Crane banked on redistricting making it easy to knock off O’Halleran. His victory helps Republicans as they eye taking control of the U.S. House as more votes are counted from the election that concluded on Tuesday.

Three other Arizona districts remain too early to call, with Democratic Rep. Greg Stanton and Republican Rep. David Schweikert trying to hold their Phoenix-area seats against challengers and Republican Juan Ciscomani and Democrat Kirsten Engel locked in a tight race for a southeastern Arizona district now held by the retiring Democratic Rep. Ann Kirkpatrick. Arizona's five other seats were held by incumbents who faced little or no opposition.

Crane will now represent the sprawling 2nd Congressional District, which covers much of northern, eastern and central Arizona, and dips as far south as Pinal County. Redistricting remade it into one that strongly favors the GOP by drawing in the Prescott area.

Crane did not return messages seeking an interview, but his campaign issued a statement where he thanked his wife, Jen, and two daughters, and said he was proud of the campaign and volunteers and staff.

“In Congress, I will never forget whom I serve or why the people sent me to represent them,” Crane's statement said. “I will always be your voice.”

He said his victory was a message from the “America First” movement pushed by Trump.

“Now begins the real work of getting the country we love back on track,” he wrote.

O’Halleran first won election in 2016 and leaned on his moderate voting record, name ID and consistent work across the district that includes the Navajo Nation to hold onto the seat. But redistricting made it virtually unwinnable, something that he fully understood.

“Obviously, the registration was not where it needed to be,” he told the AP. “But I also felt that if we could get our message across to people that our country is too great of a country to allow us to be torn apart that that was worth moving forward on.

“And I still believe that,” he continued. “I think that we have to find common ground. And you can’t find it by running away from it and saying, ‘Oh, that’s just too tough.’ You only find that by working towards it.”

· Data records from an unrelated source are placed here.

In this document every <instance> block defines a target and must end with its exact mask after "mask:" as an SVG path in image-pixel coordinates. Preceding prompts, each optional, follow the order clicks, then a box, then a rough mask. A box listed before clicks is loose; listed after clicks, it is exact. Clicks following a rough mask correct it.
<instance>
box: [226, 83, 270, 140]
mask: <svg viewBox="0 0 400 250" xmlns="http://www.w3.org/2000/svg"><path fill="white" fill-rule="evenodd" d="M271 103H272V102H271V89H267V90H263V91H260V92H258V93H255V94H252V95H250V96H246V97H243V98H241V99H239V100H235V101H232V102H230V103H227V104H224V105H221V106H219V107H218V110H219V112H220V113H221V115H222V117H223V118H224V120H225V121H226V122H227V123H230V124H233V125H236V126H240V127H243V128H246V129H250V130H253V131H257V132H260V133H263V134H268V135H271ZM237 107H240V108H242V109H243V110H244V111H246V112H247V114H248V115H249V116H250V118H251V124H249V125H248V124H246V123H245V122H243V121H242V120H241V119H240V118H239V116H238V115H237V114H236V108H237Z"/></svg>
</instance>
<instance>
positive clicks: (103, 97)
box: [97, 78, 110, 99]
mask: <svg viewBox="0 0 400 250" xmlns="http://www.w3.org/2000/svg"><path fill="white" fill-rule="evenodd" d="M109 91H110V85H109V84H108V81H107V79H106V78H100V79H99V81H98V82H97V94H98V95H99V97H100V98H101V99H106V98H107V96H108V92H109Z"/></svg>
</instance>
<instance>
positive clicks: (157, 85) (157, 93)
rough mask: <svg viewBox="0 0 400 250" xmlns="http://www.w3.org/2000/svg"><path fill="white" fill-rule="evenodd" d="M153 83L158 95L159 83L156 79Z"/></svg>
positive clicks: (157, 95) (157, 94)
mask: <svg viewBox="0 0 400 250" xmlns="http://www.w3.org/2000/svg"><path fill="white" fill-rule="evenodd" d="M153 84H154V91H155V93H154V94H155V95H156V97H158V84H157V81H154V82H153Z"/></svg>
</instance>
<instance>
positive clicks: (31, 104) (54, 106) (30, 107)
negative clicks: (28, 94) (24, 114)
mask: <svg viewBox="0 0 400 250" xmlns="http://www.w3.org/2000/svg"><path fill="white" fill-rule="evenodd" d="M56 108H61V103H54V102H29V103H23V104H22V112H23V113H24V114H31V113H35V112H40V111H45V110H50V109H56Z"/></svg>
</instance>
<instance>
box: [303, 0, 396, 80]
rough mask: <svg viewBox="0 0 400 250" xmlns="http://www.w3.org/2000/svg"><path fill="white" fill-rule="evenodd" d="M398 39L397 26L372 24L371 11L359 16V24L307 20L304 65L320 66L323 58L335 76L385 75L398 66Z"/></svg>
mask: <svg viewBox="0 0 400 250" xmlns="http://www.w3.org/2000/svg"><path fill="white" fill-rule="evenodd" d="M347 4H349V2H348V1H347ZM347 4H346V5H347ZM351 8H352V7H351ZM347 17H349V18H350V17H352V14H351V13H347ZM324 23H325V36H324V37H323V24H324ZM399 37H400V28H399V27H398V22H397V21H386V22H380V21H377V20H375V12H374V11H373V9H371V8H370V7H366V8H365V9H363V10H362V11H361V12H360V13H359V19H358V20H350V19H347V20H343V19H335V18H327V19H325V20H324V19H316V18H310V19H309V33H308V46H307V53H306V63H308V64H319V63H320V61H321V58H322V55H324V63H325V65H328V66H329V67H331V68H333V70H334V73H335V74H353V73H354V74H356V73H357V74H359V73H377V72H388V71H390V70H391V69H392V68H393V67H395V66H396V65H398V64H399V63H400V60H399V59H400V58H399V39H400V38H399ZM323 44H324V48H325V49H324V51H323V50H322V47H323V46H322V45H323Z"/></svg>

O'Halleran said he will spend his final two months in Congress continuing to work on issues close to Arizona, like water, the state's forests and border security. And he said his final floor speech will be about the nation and the need to reunite.

“We have to be able to overcome what people say off the top of their heads, whether it’s truthful or not, and start to work back to the fact that we’re neighbors, we’re Americans,” he said. “And we have a responsibility to listen to the factual discussion and try to find an area of compromise based on the facts.”